Besides this, ways can also be assessed to expand the National Programme for Control of Blindness and Visual Impairment, to include surface level diseases brought on by climate changes. We can work towards ensuring that anti inflammatory tools are affordable, such as cataract screenings. This can be encouraged by public private partnerships. Essentially, ways such as these can help quantify the impacts of pollution on eyes, and thus we can try and put a number to it, and find addressable ways to reduce its impact. The result will be a holistic approach that focuses on broad ESG frameworks that encompass not only clinical but also socio economic impact.

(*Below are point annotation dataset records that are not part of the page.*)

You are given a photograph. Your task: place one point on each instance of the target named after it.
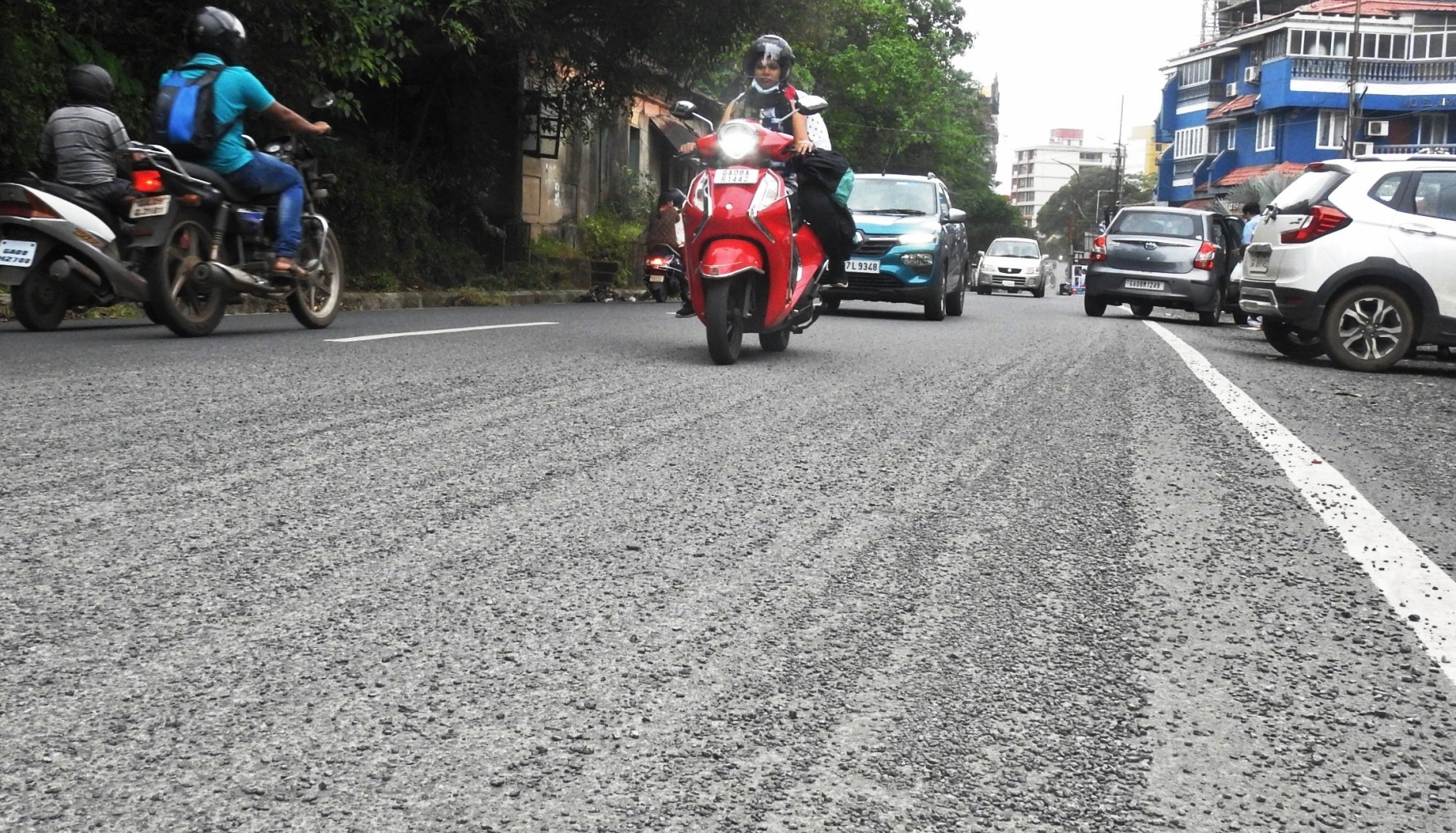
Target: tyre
(935, 308)
(776, 341)
(187, 306)
(1292, 342)
(316, 300)
(1367, 328)
(724, 321)
(955, 302)
(39, 302)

A World Bank study notes that Due to its convergence with climate change, India has already put in motion many of the essential “sector transitions” needed in air quality management. For example, India is spearheading a solar-energy revolution. Today, 60 percent of Delhi Metro’s daytime energy requirement is being met through solar power from the 750 MW Rewa Solar Project in Madhya Pradesh, reducing its dependence on coal, as well as saving over $170 million on its energy bill over the next 25 years.
A study by the World Bank and the International Institute for Applied Systems Analysis (IIASA) show that focusing on air pollution through a clean air pathway out to 2030 could bring about significant climate change co-benefits for India. Such a pathway, for example, will reduce India’s CO2 emissions by 23 percent by 2030, and 42 percent by 2040-50.